Are You Using Banking Alerts? If Not, It’s Time!
With scammers out to get your last time, if you’re not already using banking alerts, you should check with your bank for options.
I checked for banking alerts after a call from a number claiming to be my bank’s fraud department.
I use those alerts to notify me when there is a charge out of my accounts above a certain figure. In this case, I hadn’t received one.
The recorded voice sounded like the voice my bank’s actual automated system uses. I had every reason to think it was legitimate. But with the sheer number of false calls we receive these days, I wasn’t willing to trust it. So I hung up and called my bank directly.
It turns out the call was legitimate and it was my bank’s fraud center calling to see if I had made a purchase at an auto parts store in Virginia. I told them I hadn’t been to Virginia in years.
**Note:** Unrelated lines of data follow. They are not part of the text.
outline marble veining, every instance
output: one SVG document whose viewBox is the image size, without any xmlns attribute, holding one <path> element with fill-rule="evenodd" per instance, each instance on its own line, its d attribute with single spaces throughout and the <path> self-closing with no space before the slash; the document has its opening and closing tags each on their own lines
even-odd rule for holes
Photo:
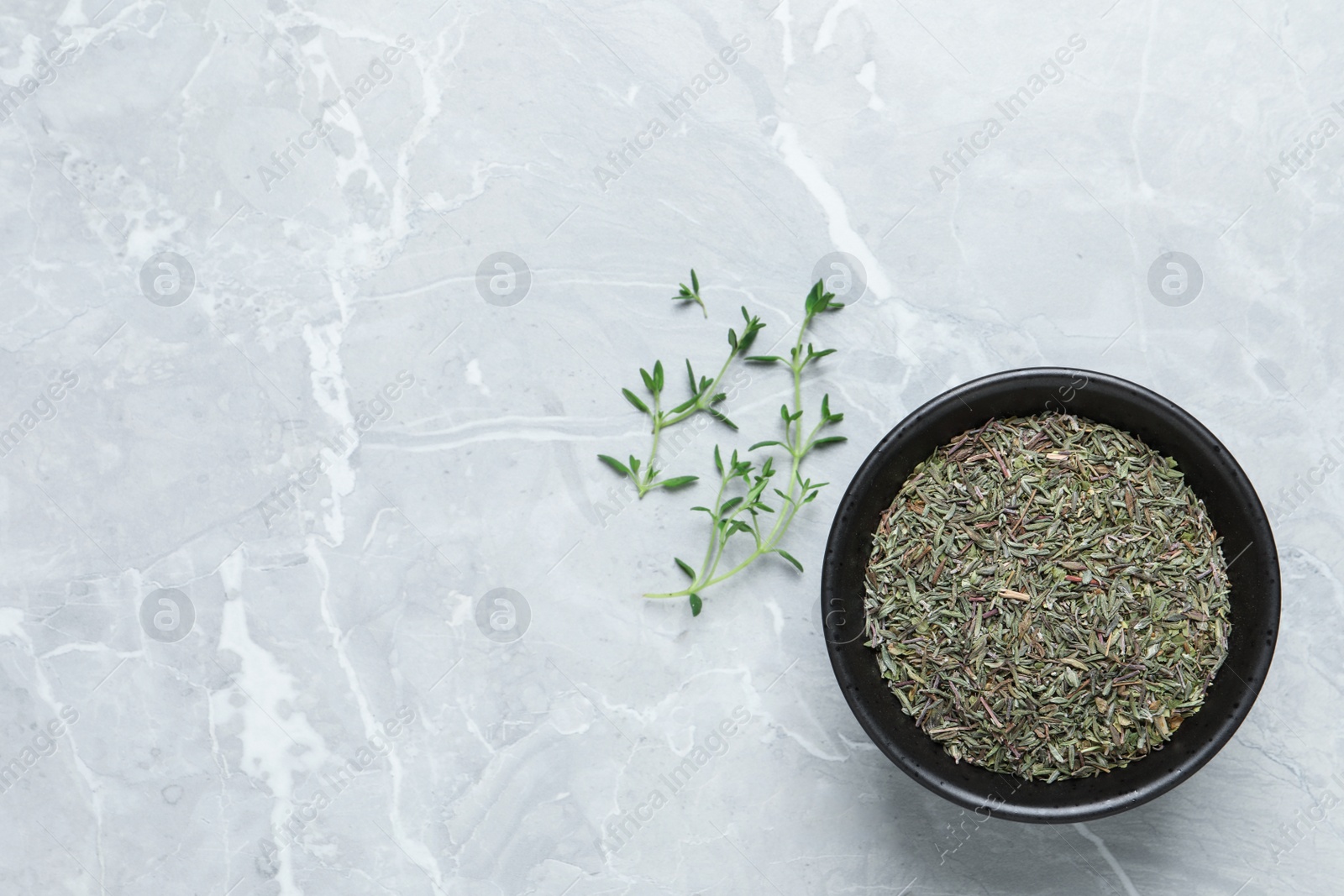
<svg viewBox="0 0 1344 896">
<path fill-rule="evenodd" d="M 0 892 L 1339 892 L 1339 11 L 1195 0 L 0 11 Z M 1332 236 L 1333 234 L 1333 236 Z M 695 267 L 708 318 L 668 301 Z M 849 306 L 786 547 L 685 602 L 638 367 Z M 1172 398 L 1275 521 L 1265 690 L 1118 817 L 887 762 L 817 600 L 840 489 L 941 391 Z M 671 379 L 671 377 L 669 377 Z M 775 438 L 751 369 L 732 433 Z"/>
</svg>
They assured me they had declined the purchase — in the amount of about $54 — because they suspected as much. That’s why I hadn’t received any banking alerts about any charges on my account.
Thieves want your money!
My bank’s fraud center explained that somewhere along the way, someone had gotten hold of my debit card number and created a duplicate card. I don’t begin to know how this works, but apparently, some less-than-honest employee pulled it off.
But thanks to the new fancy chips in credit cards these days, it’s getting more difficult for scammers to operate. Unable to duplicate the chip, they rely on a “swipe-only” card. At bank fraud centers these days, swiping a credit or debit card automatically raises a red flag.
In this case, the fraud center saw that a card with my number was being swiped rather than inserted into a chip reader, and something told them it wasn’t a legitimate purchase. They stopped the transactions in its tracks before I lost a dime.
I thanked them for their help and quick thinking.
Banking alerts would have been my second line of defense.
Credit cards are one thing: you get a statement every month and have a little more time to react if you see fraudulent activity on your account.
But with bank accounts, someone could drain your checking or savings accounts dry well before you know it if you wait for your monthly banking statements, and we don’t always have time to log in to our bank website every day.
In my case, I’ve set up banking alerts to let me know whenever there’s a charge to my checking account over a certain, low amount. If the fraudulent charge in Virginia had gone through, I’d have been alerted immediately. I could have then called the fraud center before they called me.
If a larger purchase had gone through, say $300 or so, that could have impacted how much money I had in my account for my bills and payments. If I didn’t know about it right away, it could have led to overdraft charges!
Whenever I make a purchase, I receive the alert about the debit within about two minutes of using the card.
These alerts allow me to stay in control and always be aware.
If you aren’t using them, I recommend you check with your bank and see what your options are! It’s well worth it!